The value of ratings becomes more muddied when there is disagreement, either between different critics or between professional critics and regular consumers (often represented as an aggregated “user score”). To make the best inferences from the available data, it’s important to understand how different types of reviewers rate games.
Getting a Professional Opinion
Professional critics review games as part of their job. They might work for a media organization as a contributor or produce content independently for their blog or YouTube channel. Such individuals rate and review games for others, and balance their unfiltered opinions with external factors imposed by the expectation of their audience and the norms of the industry.
Some of the biggest limitations imposed on a professional critic in assigning a review score are the common interpretation of which scores are “good” or “bad”, and which scores are considered appropriate to give out to different types of games.
Review aggregators like Metacritic have had a major normalizing effect on how readers interpret the range of review scores. By directly mapping scores from all publications to the range from 0-100, Metacritic has conditioned us to think of them in the same way as letter grades (~90+ is an A, ~60- is an F).
Without this mapping, a more limited 5-point scale is interpreted differently; a 3 out of 5 might suggest that a game is competent and worthwhile for fans of a genre or series. But if a reviewer gives a game a 3 out of 5, Metacritic will convert it to a 60 , which will be perceived by most readers as a “failing grade”. It becomes necessary to switch to a more granular scale and give it a 70% or higher, leaving most of the scale unused most of the time.
If you wonder why reviewers care about how Metacritic interprets their scores, consider that some game studios award bonuses based on their game’s Metacritic score. Reviewers may be averse to adhering rigidly to a scale with a lower average knowing that it could hurt people whose work they enjoyed.
Everyone’s a Critic
Gaming sites and services like Metacritic often give users the ability to rate games themselves. For an anonymous user submitting a rating, there is no built-in audience for their specific opinion. Since their rating simply feeds into an aggregated “user score”, they are incentivized to provide a score that maximizes their impact on the resulting number.

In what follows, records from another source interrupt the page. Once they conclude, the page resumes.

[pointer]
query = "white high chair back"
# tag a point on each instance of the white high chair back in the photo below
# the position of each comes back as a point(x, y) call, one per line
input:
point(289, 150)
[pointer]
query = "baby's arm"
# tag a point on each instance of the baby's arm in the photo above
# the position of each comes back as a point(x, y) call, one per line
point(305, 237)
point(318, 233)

User ratings on Metacritic are aggregated by taking the mean (the average calculated by adding up all the scores and dividing them by the number of votes). This incentivizes extreme votes because scores that are further from the average have more of an impact on the new average.

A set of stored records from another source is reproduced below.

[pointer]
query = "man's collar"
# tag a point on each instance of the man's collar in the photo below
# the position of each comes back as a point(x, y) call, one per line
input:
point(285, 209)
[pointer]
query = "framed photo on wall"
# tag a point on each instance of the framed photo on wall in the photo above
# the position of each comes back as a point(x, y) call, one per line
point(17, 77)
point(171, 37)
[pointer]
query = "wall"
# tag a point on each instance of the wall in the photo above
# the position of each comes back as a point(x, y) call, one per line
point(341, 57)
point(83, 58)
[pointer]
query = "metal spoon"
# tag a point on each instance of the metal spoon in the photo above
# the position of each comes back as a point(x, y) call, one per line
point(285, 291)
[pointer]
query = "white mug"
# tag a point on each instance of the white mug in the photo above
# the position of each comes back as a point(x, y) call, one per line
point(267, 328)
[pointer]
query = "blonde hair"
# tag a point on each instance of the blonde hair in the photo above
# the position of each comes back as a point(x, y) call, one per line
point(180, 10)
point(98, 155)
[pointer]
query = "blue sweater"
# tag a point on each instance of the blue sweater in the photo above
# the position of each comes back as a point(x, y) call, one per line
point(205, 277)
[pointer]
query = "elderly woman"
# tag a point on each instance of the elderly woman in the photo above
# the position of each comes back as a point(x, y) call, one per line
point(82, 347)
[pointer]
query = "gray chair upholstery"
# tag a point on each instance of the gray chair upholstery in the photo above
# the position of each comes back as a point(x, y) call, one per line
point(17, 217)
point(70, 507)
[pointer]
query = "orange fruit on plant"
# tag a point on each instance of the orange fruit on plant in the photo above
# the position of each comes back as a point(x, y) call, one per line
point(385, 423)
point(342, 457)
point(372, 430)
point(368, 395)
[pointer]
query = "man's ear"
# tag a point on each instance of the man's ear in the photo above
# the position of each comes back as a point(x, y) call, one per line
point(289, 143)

Suppose I play a game and decide that it deserves a score of 5/10, but when I check Metacritic I see the current user score is 9, based on 20 user reviews. If I submit an honest rating of 5, then the mean average is reduced to about 8.8. However, if I instead rate it 0/10, the average is reduced further, to about 8.6. By submitting a more extreme rating, I can have a greater impact on the resulting average and skew it closer to the number that I feel it ought to be.
We can eliminate this incentive by aggregating user ratings a different way. Instead of the mean average, we could use the median score, the one that is in the exact middle when all scores are ordered from lowest to highest. This score is average in the sense that half of all half of all the scores are above it, and the other half are below it. If the median is 9 and I think that the score should be 5, then I am incentivized to vote honestly because a more extreme vote will not be any more effective than an honest vote in changing the median.
This resistance to tactical voting is a useful property to have for aggregated user scores for games because it avoids amplifying the influence of a vocally dissatisfied minority. Since, as previously discussed, game scores tend to be distributed toward the upper end of the scale (~70% or higher), a small proportion of users submitting extremely low ratings can quickly tank the rating to the point where it is no longer a useful representation of the consensus opinion.
Make it Meaningful
User scores like those on Metacritic are particularly susceptible to “tactical voting” because users tend to submit a rating and then forget about it. Users might be more likely to care about providing an honest rating if they felt like they were recording their rating not just for others, but for their own record. The new AllMyGames rating feature was designed first as a way for gamers to keep track of how much they liked the games they’ve played relative to others.
Another way to encourage users to rate games honestly is to provide them value in exchange. Netflix and similar services have incentivized users to rate content by promising to use that data to make personalized recommendations for other content.
Review scores don’t tell the whole story, but they can be a handy shortcut for getting a sense of how a game has been received and as a concise metric for recording our own opinions. Just remember to look a bit deeper when you can. Don’t judge a game by its number!